Carnegie Mellon University
5:00 pm to 6:00 pm
NSH 3305
Abstract:
Humans have the remarkable ability to create visual worlds far beyond what could be seen by human eye, including inferring the state of unobserved, imagining the unknown, and thinking about diverse possibilities about what lies in the future. Machines lack this inquisitive ability despite the current revolution in machine learning and computer vision. We believe that such an ability requires scaling beyond the current paradigm of supervised, curated datasets, and instead requires interaction and intervention with dynamic environments.

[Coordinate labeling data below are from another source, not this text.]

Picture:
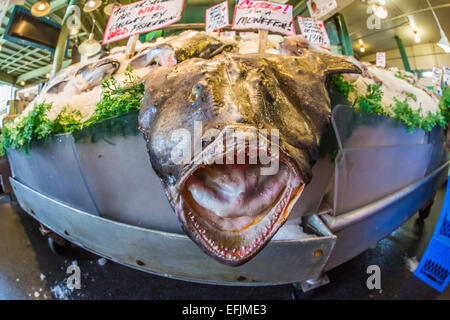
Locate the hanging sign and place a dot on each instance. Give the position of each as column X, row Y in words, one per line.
column 228, row 34
column 320, row 8
column 446, row 70
column 314, row 31
column 437, row 76
column 217, row 17
column 4, row 5
column 140, row 17
column 381, row 59
column 264, row 15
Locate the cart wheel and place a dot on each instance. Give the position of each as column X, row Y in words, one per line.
column 58, row 245
column 424, row 212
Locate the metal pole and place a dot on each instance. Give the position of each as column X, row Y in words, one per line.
column 344, row 36
column 62, row 40
column 401, row 47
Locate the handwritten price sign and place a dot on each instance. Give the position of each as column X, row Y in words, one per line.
column 314, row 30
column 264, row 15
column 140, row 17
column 216, row 17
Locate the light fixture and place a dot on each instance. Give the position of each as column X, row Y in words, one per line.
column 379, row 10
column 443, row 43
column 108, row 8
column 40, row 8
column 91, row 5
column 90, row 46
column 416, row 36
column 74, row 31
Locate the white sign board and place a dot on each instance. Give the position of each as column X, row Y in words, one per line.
column 320, row 8
column 4, row 4
column 216, row 17
column 314, row 31
column 228, row 34
column 437, row 76
column 381, row 59
column 140, row 17
column 446, row 76
column 270, row 16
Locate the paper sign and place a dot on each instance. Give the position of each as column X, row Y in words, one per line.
column 314, row 30
column 320, row 8
column 228, row 34
column 216, row 17
column 141, row 17
column 437, row 76
column 381, row 59
column 4, row 4
column 446, row 70
column 264, row 15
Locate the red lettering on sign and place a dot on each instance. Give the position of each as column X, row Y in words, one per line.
column 150, row 9
column 117, row 33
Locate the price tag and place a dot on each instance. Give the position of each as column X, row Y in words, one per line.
column 264, row 15
column 320, row 8
column 314, row 31
column 216, row 17
column 381, row 59
column 437, row 76
column 141, row 17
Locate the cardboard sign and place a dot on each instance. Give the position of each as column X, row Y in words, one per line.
column 216, row 17
column 141, row 17
column 381, row 59
column 437, row 76
column 228, row 34
column 314, row 30
column 264, row 15
column 320, row 8
column 446, row 81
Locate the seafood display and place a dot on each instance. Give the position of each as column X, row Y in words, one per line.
column 232, row 134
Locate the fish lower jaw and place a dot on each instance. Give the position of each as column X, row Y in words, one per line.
column 264, row 229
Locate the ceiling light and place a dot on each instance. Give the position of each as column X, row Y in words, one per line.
column 379, row 10
column 40, row 8
column 91, row 5
column 443, row 43
column 74, row 31
column 89, row 47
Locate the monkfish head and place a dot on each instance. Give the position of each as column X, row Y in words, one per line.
column 233, row 140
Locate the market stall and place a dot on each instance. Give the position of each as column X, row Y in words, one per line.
column 128, row 152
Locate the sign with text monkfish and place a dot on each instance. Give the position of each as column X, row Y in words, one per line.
column 140, row 17
column 270, row 16
column 216, row 17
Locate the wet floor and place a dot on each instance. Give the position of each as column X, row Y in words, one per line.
column 30, row 270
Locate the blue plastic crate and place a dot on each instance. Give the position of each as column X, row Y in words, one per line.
column 442, row 230
column 434, row 267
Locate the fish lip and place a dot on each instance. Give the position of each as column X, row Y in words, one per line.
column 282, row 209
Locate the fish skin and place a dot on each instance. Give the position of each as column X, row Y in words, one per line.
column 287, row 93
column 187, row 45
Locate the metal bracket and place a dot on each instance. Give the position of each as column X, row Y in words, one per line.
column 313, row 283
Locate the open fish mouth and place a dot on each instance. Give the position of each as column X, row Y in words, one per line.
column 232, row 211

In this work, we present algorithms that can automatically create visual content (images, videos, space-time visualization of dynamic events in 3D) in an unsupervised manner, and yet be user-controllable and interactive. These capabilities enable diverse applications such as image and video synthesis, 4D spatiotemporal reconstruction, and visual data manipulation. We also present approaches to factorize scene information, and infer 3D information from a single 2D image. With these tools, we propose to vary weather conditions such as rain and clouds, and synthesize their influence on a 4D visual content.

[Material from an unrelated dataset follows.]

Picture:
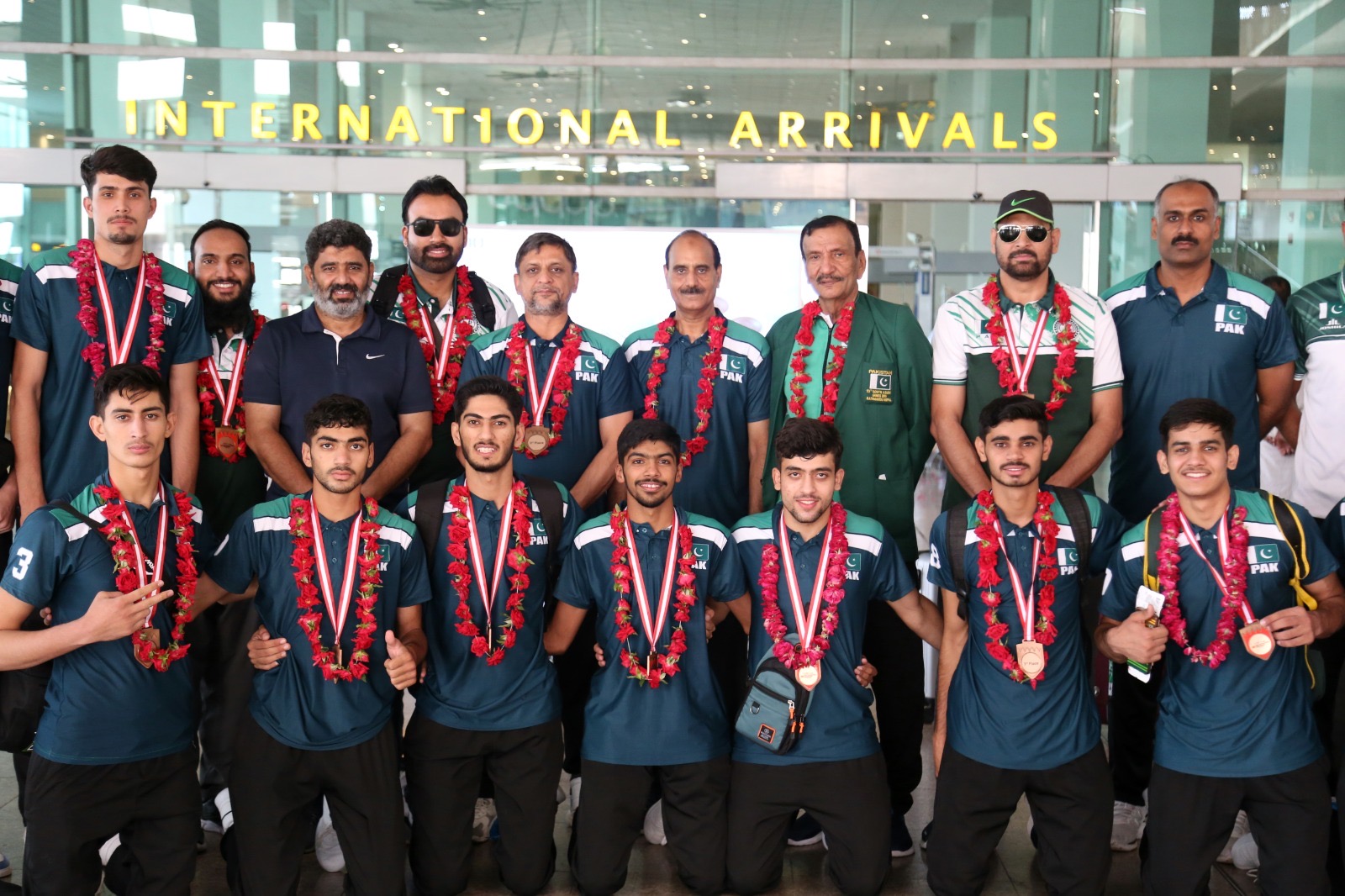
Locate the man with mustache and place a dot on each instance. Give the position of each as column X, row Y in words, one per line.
column 336, row 343
column 443, row 303
column 1188, row 327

While these applications are interesting in themselves from a computer graphics/content-generation perspective, we also plan to explore their application in creating data for training and evaluating visual recognition algorithms e.g., synthesizing videos of urban scenes with inclement weather to better train autonomous perception systems.
Thesis Committee Members:
Deva Ramanan, Co-chair
Yaser Sheikh, Co-chair
Martial Hebert
Alexei A. Efros, University of California, Berkeley
David A. Forsyth, University of Illinois, Urbana Champaign